Against this background and because a controlled study to document the effect of multidisciplinary treatment is extremely resource and time demanding, we thought it useful to publish methods and results from the Danish Headache Centre (DHC), even if uncontrolled. To ensure the quality of our data, we have used standardized methods for the initial evaluation of our patients and for follow-up and discharge. For diagnostic purposes we have used The International Classification of Headache Disorders, 2nd edn (ICHD-II) (4). Realizing the shortcomings of such a study, we aim to describe the procedures of the centre, the classification of our patient material and the preliminary treatment results.
Organization
The DHC was inaugurated in 2001 as a tertiary out-patient referral headache centre, organized in the Department of Neurology, Glostrup University Hospital. The main uptake area is Copenhagen County with a population of 600 000. In addition, DHC also functions as the only national referral centre for severely affected headache patients in Denmark (5 million inhabitants).
The capacity was initially 700 new patients per year, but during 2002 the intake was increased to 1000 patients per year. Patients are either referred from general practice (GP), from practising neurologists or from other neurological departments. All levels of treatment are publicly financed in Denmark and free of cost for the patients.

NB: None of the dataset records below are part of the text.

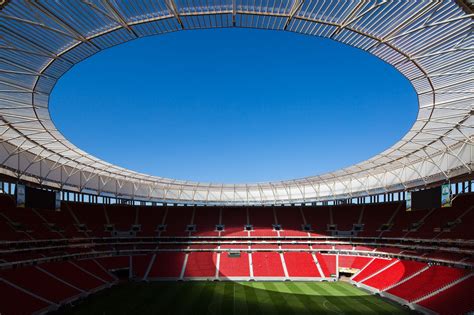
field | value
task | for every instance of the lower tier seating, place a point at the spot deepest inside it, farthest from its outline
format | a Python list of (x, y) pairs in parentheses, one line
[(267, 264), (301, 265), (16, 301), (200, 264), (374, 266), (454, 300), (234, 265), (167, 265), (394, 274), (426, 282)]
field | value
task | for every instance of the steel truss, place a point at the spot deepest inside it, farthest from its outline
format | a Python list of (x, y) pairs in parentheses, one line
[(430, 42)]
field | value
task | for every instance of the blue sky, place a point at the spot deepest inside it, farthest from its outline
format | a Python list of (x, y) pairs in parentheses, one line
[(233, 105)]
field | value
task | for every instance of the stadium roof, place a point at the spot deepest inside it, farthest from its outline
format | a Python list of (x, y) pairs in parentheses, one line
[(430, 42)]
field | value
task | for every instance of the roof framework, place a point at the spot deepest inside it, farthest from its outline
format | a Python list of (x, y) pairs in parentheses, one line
[(430, 42)]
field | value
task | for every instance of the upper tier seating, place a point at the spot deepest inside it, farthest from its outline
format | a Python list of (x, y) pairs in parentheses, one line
[(140, 265), (262, 220), (122, 217), (318, 218), (149, 218), (234, 219), (177, 219), (206, 219), (346, 216), (376, 215), (290, 221)]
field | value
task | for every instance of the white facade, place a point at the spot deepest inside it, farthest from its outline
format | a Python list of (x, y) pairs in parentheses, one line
[(430, 42)]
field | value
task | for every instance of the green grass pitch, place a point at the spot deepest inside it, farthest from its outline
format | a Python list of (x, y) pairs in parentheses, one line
[(235, 298)]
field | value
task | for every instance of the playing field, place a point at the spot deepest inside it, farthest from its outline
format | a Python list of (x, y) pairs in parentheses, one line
[(234, 298)]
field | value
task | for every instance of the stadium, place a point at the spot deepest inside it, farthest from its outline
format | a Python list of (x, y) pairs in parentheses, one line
[(392, 234)]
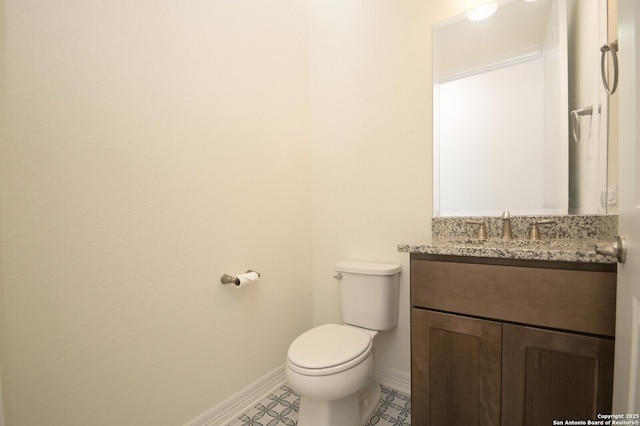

The staff consists of four part-time senior headache specialists supplemented by junior doctors on rotation, two physical therapists, two psychologists, three nurses and 3.5 secretaries.
Treatment strategies
Before their first visit all patients receive a diagnostic headache diary and are told to record prospectively headache characteristics, including type and amount of medication used, for a 4-week period (5). They also fill out a questionnaire regarding status of health, work and prior headache treatment. This detailed standardized information is supplemented with a medical interview and a physical and neurological examination at the first visit. The medical treatment is then optimized at repeated visits with a specialist and, depending on need, referral is made to physical therapist, psychologist or nurses. At discharge patients are returned to their GP with detailed instructions for further treatment strategies.
The physical therapists see patients suffering from tension-type headache (TTH) or combined headaches with significant pericranial muscle tenderness. The sessions are individual. They consist of active exercises and detailed information about identification and avoidance of possible muscular stress factors. Passive treatment strategies such as massage or ultrasound are avoided.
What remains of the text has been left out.